Siegel, who has used AI to build his Two Sigma Investments into a $37 billion hedge fund firm, said algorithms are limited by the scant amount of training data available to instruct them on how to identify everything from objects in images to trading opportunities.

“Artificial intelligence today doesn’t have anything that resembles common sense, and common sense is a key feature of intelligence,” Siegel said at the Bloomberg Markets Most Influential Summit on Wednesday.

Hedge funds are embracing a form of AI called machine learning years after Two Sigma deployed the technology and as stock and bond pickers struggle to outperform markets. Highbridge Capital Management, Bridgewater Associates and Point72 Asset Management are among firms trying to profit from machine-learning algorithms, which automatically find patterns in large batches of financial data to inform investment calls.

“AI today will solve certain problems but not everything,” Siegel said. “The quest to create general human intelligence, that’s probably a long way in the future.”

Two Sigma, which Siegel co-founded in 2001, is among the success stories in quantitative investing. The New York-based firm’s assets have surged from about $2.5 billion a decade ago. Its Compass fund has returned 12.6 percent this year through August, according to an investor document. That compares with 2.2 percent for hedge funds, according to data compiled by Bloomberg.

Perrin Wheeler, a spokeswoman for the firm, declined to comment on the performance.

Quantitative hedge funds as a group have outperformed traditional managers for years. Quants have gained an average 4.5 percent annually in the past five years, as measured by Hedge Fund Research Inc.’s quantitative directional index. That compares with 3.5 percent for the average hedge fund.

Siegel, 55, who earned a Ph.D. in computer science from the Massachusetts Institute of Technology, started Two Sigma with John Overdeck, who had worked at D.E. Shaw & Co. Today, Two Sigma employs more than 1,000 people, including eight gold and silver medalists at the International Math Olympiad, according to its website.

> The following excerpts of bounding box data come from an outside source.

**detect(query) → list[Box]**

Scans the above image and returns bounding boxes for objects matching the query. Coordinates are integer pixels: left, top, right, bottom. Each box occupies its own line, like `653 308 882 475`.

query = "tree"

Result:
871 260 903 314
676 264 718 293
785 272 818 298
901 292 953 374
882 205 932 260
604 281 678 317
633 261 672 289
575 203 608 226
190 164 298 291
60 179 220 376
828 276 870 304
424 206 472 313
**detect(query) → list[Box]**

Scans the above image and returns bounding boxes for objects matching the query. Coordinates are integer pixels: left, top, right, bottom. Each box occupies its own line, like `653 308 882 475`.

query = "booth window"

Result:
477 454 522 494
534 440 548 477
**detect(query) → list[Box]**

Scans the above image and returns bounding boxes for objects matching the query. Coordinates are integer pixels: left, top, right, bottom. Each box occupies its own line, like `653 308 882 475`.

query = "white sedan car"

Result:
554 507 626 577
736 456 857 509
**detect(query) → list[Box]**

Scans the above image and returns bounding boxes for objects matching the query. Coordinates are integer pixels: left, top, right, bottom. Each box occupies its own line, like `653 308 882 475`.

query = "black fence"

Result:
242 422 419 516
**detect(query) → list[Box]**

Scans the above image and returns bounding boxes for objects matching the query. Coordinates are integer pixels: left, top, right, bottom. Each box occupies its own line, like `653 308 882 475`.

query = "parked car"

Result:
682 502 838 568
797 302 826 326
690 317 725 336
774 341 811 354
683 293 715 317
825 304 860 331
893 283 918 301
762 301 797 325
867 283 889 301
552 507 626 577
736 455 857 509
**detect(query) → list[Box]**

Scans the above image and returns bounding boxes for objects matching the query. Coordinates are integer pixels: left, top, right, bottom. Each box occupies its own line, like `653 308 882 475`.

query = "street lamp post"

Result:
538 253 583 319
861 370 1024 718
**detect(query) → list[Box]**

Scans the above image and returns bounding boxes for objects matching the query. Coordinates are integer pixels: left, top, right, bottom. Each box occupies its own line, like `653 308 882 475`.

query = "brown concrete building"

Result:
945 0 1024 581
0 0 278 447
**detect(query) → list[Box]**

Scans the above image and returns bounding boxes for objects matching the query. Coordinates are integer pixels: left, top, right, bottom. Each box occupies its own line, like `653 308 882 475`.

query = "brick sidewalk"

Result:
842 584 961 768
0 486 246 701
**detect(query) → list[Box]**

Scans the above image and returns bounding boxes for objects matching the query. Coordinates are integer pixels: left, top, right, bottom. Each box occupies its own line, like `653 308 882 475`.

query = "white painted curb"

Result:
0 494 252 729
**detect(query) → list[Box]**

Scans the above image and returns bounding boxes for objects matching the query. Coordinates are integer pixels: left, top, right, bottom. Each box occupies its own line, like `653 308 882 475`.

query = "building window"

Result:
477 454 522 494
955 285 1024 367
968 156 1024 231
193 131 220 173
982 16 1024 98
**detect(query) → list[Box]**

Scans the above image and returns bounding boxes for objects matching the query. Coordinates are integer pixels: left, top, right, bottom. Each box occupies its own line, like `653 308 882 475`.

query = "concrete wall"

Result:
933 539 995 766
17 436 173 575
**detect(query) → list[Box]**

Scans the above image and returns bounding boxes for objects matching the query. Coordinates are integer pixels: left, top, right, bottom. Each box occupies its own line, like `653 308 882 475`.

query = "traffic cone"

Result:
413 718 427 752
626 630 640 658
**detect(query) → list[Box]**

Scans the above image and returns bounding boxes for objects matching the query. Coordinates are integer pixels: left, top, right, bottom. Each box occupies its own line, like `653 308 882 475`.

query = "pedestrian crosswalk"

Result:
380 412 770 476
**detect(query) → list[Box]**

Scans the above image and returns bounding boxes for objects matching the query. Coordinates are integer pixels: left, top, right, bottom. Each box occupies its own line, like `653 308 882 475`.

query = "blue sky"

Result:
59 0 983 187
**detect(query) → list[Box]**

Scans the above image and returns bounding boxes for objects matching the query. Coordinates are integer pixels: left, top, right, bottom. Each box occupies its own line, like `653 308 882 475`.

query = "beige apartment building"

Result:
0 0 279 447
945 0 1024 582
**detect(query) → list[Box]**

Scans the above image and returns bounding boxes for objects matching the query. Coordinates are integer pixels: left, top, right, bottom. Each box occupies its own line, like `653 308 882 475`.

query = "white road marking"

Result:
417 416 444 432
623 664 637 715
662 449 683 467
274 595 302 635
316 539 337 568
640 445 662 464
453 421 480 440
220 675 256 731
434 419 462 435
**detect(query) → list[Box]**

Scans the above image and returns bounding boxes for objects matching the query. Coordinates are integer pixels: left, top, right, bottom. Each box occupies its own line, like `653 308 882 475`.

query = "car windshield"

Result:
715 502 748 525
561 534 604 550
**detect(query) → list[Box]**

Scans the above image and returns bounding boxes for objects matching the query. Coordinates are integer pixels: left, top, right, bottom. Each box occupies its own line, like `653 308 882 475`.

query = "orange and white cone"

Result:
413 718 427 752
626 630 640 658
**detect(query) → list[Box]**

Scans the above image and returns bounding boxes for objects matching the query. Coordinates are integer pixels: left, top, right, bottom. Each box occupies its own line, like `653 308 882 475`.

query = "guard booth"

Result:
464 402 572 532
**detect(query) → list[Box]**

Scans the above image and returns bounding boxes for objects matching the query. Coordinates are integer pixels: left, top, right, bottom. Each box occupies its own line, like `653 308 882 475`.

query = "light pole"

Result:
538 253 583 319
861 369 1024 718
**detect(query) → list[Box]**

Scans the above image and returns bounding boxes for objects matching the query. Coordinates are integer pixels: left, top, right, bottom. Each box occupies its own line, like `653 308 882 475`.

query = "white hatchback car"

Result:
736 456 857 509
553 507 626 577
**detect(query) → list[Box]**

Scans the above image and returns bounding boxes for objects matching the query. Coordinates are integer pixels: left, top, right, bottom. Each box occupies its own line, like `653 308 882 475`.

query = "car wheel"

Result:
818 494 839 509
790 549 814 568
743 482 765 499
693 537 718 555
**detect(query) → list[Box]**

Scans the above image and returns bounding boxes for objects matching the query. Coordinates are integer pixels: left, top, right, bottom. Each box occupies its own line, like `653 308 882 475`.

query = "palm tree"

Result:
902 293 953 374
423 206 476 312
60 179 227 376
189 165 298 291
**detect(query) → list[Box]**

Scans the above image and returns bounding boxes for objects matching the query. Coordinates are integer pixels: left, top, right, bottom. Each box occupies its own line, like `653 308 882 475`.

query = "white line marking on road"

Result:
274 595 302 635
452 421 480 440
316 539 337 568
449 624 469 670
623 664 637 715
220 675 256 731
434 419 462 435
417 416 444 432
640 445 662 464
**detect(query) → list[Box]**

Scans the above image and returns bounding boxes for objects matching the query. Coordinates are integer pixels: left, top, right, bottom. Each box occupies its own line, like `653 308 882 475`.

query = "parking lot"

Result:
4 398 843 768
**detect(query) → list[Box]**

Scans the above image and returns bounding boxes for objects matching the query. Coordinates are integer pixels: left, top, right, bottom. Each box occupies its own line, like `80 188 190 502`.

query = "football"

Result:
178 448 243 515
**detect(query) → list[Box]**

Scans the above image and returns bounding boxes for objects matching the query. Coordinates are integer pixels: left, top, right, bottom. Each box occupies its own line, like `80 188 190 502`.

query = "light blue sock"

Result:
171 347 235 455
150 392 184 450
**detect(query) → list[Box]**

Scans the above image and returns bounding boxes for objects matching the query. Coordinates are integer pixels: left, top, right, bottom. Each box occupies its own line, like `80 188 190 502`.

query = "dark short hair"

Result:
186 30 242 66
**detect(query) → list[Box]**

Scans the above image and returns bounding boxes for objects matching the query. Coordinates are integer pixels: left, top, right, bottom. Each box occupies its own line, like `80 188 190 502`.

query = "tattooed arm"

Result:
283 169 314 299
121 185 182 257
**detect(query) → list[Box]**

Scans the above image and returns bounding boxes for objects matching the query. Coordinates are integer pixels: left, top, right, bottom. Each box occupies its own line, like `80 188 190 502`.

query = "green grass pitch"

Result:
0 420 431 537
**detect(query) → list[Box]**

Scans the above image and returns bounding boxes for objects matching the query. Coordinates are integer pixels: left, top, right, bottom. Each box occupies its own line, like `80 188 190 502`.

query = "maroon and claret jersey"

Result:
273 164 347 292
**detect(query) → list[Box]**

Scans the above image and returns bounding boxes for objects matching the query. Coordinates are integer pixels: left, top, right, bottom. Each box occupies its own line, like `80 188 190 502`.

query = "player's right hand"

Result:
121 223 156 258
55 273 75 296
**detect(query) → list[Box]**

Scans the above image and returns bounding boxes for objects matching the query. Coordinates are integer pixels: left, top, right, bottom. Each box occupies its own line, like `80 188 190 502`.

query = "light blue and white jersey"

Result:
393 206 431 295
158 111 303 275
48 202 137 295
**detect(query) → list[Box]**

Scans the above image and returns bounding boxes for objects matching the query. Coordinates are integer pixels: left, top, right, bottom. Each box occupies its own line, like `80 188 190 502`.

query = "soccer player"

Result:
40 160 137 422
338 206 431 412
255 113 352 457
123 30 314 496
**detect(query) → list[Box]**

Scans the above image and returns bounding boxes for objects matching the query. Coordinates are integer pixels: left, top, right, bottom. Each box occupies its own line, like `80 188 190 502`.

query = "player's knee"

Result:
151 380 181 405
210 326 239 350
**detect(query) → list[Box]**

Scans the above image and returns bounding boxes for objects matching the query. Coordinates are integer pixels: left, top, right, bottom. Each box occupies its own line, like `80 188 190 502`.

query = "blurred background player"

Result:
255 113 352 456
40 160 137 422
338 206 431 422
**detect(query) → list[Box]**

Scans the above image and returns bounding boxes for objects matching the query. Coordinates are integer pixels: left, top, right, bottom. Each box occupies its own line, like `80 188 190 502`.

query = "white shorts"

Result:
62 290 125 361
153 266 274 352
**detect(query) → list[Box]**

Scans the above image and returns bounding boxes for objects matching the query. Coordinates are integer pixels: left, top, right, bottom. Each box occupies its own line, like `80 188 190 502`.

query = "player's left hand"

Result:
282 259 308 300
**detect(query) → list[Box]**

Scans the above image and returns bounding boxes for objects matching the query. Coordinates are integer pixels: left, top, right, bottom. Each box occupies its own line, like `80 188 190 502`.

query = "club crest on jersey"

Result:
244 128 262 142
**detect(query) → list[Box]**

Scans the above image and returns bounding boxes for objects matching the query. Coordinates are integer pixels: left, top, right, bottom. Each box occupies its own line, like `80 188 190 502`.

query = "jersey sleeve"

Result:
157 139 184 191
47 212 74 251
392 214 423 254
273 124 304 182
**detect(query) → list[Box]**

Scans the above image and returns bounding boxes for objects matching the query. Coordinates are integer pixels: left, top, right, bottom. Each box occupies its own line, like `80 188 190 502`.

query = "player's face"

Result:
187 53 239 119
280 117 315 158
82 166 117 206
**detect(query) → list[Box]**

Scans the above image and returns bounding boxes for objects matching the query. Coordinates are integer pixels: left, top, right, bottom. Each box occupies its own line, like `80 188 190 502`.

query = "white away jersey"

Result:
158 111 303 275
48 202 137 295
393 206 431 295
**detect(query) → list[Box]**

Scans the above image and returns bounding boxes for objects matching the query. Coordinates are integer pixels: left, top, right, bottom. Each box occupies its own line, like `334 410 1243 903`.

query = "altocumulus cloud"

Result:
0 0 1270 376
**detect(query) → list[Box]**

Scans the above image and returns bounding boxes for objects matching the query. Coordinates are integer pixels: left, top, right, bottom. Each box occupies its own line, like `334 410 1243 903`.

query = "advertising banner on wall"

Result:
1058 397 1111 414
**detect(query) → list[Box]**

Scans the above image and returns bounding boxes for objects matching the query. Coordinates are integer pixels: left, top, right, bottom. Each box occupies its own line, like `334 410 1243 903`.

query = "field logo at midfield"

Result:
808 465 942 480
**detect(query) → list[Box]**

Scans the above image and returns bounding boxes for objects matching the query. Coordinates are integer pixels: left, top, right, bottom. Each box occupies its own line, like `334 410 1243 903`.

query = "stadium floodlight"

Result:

The firm processes 22 million gigabytes of data, uses more than 10,000 data sources, has a lab for hackers and hosts robotics competitions. A unit of the firm, called Two Sigma Ventures, seeks to invest in companies focused on data science, machine learning, artificial intelligence and advanced hardware.

More than a decade after Siegel left his post as chief technology officer at Tudor Investment Corp., the hedge fund firm is adopting quantitative methods. Tudor Investment has recently hired scientists and mathematicians, some with doctorates, to help money managers boost their lackluster performance. Founder Paul Tudor Jones has told colleagues that his firm needs to get up to speed with newer technologies, people with knowledge of the matter said last month.

Investment banks and hedge funds have employed quants to uncover relationships in markets and exploit them with their trades for decades. In the early days, human intervention was needed to teach algorithms how to get smarter. Today’s machine learning is self-taught and is constantly enhancing its intelligence without the need for a helping human hand.